0
Communications to the Editor |

Apoptosis of Circulating Neutrophils in COPD Patients FREE TO VIEW

Mathias W. R. Pletz, MD; Hartmut Lode, MD
Author and Funding Information

Affiliations: Chest Hospital Heckeshorn, Berlin, Germany,  Hospital Universitari Son Dureta, Palma de Mallorca, Spain

Correspondence to: Mathias W. R. Pletz, MD, Department of International Health, Emory University, Atlanta, GA 30322; e-mail: mpletz@sph.emory.edu



Chest. 2005;127(4):1464-1465. doi:10.1378/chest.127.4.1464
Text Size: A A A
Published online

To the Editor:

We read with great interest the study by Noguera et al (May 2004)1 on the apoptosis of circulating neutrophils in COPD patients. Neutrophils exhibit a short half-life and are primarily removed by apoptosis. In contrast to apoptosis, neutrophil necrosis results in the release of aggressive enzymes, leading to tissue destruction and increased inflammation.

Noguera et al compared ex vivo the spontaneous apoptosis rates of circulating neutrophils from COPD patients in stable condition with those from smokers with normal lung function and healthy nonsmokers. Since it is known that spontaneous neutrophil apoptosis is decreased in various inflammatory conditions and that neutrophils are considered to play a crucial role in COPD pathogenesis, they expected to find a decreased or delayed apoptosis. They incubated the cells and measured spontaneous apoptosis rates after 2, 8, and 24 h by flow cytometry. Surprisingly, they were not able to find a difference between the COPD patients and the control subjects. Their conclusion was that neutrophil apoptosis in COPD patients occurred at a rate similar to that found in healthy individuals and smokers with normal lung function.
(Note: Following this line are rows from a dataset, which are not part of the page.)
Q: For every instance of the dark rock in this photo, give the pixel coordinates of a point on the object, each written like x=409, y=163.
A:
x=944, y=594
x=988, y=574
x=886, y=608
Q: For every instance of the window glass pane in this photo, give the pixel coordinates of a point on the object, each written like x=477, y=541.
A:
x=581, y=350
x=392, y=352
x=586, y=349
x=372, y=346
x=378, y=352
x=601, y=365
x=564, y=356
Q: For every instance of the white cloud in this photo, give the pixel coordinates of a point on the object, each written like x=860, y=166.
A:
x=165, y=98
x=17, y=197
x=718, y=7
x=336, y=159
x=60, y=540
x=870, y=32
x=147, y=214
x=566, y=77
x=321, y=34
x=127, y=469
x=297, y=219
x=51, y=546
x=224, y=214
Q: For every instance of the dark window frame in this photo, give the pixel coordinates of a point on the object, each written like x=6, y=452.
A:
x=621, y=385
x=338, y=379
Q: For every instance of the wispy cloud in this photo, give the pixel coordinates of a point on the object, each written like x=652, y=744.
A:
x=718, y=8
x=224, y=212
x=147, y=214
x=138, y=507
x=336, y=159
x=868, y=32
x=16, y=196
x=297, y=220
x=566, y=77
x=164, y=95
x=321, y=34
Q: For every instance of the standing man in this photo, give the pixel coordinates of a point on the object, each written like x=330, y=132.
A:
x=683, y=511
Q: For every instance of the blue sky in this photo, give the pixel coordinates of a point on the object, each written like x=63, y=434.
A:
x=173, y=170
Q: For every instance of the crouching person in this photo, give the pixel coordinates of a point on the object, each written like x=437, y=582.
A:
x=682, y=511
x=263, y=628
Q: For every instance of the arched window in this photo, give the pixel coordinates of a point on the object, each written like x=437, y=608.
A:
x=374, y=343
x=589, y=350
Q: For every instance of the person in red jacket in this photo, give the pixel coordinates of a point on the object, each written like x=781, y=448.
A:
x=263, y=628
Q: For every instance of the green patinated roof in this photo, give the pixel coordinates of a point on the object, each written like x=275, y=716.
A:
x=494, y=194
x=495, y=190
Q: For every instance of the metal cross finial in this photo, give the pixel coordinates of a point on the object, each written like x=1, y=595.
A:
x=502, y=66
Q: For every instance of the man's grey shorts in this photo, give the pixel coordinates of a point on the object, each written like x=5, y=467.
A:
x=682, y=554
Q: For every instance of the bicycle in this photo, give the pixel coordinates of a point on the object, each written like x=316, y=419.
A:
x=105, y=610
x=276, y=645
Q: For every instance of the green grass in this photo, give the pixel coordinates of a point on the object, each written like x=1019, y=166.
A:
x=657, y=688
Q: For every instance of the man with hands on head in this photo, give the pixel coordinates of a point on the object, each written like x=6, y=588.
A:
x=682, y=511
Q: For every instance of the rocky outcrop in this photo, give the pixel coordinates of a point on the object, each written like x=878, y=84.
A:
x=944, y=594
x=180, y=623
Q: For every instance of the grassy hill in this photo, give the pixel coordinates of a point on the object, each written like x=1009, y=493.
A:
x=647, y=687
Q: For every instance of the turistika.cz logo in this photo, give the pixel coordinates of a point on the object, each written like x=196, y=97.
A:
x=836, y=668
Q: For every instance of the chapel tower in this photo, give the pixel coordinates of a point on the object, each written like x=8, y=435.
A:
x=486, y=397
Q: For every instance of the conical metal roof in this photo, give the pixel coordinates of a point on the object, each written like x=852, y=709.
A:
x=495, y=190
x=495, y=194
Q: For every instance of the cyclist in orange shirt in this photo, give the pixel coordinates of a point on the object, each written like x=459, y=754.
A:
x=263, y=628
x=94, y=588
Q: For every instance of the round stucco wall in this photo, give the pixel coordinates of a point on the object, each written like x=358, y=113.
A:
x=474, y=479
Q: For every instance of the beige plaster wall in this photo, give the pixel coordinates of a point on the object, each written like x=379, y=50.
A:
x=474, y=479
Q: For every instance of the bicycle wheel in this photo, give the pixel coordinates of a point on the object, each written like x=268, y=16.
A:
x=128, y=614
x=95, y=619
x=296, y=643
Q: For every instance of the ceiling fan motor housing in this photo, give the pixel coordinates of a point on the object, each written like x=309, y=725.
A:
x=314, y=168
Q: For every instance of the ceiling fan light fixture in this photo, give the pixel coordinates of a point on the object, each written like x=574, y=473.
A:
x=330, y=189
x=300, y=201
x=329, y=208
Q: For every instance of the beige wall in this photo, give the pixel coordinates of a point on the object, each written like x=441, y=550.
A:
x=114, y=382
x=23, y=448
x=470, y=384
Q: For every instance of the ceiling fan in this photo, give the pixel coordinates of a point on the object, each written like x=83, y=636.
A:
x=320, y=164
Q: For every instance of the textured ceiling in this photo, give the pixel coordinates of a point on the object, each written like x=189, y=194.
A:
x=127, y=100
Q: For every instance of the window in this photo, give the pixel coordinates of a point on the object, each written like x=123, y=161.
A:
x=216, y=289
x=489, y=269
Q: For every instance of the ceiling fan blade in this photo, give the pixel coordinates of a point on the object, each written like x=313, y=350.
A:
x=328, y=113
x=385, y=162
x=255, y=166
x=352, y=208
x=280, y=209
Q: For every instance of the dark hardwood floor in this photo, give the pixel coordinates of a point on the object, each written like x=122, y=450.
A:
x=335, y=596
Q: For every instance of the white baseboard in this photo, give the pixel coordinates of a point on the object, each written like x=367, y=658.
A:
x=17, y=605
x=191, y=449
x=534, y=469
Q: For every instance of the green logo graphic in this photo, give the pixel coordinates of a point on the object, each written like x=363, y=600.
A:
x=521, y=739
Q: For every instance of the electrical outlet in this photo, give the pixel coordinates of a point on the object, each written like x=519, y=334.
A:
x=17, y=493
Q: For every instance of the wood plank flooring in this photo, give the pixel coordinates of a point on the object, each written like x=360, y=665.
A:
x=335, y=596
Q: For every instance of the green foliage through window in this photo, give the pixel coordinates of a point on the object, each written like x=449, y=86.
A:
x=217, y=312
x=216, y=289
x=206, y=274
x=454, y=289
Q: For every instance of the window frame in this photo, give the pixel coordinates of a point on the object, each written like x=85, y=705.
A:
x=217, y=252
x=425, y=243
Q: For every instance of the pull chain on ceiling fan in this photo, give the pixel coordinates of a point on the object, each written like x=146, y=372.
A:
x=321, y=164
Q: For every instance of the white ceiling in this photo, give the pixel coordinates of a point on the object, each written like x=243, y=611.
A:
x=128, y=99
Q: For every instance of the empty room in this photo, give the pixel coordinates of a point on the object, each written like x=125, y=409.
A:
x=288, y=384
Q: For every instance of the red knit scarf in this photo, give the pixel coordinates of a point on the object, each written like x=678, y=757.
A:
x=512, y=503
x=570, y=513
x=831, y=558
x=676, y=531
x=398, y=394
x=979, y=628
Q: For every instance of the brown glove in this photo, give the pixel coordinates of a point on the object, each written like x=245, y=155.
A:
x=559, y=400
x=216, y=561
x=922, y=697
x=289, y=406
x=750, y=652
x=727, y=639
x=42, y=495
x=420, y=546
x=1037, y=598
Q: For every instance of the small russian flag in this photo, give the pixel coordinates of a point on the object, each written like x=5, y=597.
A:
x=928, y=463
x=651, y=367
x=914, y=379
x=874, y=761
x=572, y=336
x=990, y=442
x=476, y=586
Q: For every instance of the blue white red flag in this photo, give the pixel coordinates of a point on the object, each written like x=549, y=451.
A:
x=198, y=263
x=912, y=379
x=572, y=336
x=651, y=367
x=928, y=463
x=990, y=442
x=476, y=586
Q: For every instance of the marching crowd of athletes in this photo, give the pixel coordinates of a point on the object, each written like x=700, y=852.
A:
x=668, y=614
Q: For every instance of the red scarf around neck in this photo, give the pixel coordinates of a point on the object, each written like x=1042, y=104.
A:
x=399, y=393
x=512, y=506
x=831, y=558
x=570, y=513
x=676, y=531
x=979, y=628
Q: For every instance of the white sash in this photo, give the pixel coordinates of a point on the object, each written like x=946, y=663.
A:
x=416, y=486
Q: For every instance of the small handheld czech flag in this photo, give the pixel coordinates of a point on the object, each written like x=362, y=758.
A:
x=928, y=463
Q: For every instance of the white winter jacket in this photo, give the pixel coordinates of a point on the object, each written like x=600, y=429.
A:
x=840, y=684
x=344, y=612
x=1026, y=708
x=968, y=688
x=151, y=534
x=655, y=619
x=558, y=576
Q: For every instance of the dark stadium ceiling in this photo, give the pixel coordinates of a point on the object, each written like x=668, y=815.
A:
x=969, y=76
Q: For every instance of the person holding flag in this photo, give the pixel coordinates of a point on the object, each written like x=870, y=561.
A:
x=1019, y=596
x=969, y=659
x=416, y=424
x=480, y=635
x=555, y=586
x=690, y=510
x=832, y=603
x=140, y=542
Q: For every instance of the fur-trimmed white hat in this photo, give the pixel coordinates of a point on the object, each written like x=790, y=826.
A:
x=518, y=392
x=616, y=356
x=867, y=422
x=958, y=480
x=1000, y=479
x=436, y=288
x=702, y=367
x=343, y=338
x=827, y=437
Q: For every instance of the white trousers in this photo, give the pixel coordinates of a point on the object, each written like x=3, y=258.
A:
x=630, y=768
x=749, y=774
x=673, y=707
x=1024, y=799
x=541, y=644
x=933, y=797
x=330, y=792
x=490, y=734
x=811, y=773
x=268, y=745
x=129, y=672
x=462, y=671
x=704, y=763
We agree with the methodology used; however, we believe that this conclusion is misleading. An increase in systemic cytokines (eg, interleukin-6), inhibiting the apoptosis of circulating neutrophils,2is present in stable-state COPD patients but is not as pronounced as in those with acute exacerbations.3In addition, the spontaneous apoptosis rates of circulating neutrophils show a high degree of interindividual variation.4 Therefore, a larger number of subjects than that investigated by Noguera et al might be needed to find a statistically significant difference between healthy volunteers and COPD patients in the stable state.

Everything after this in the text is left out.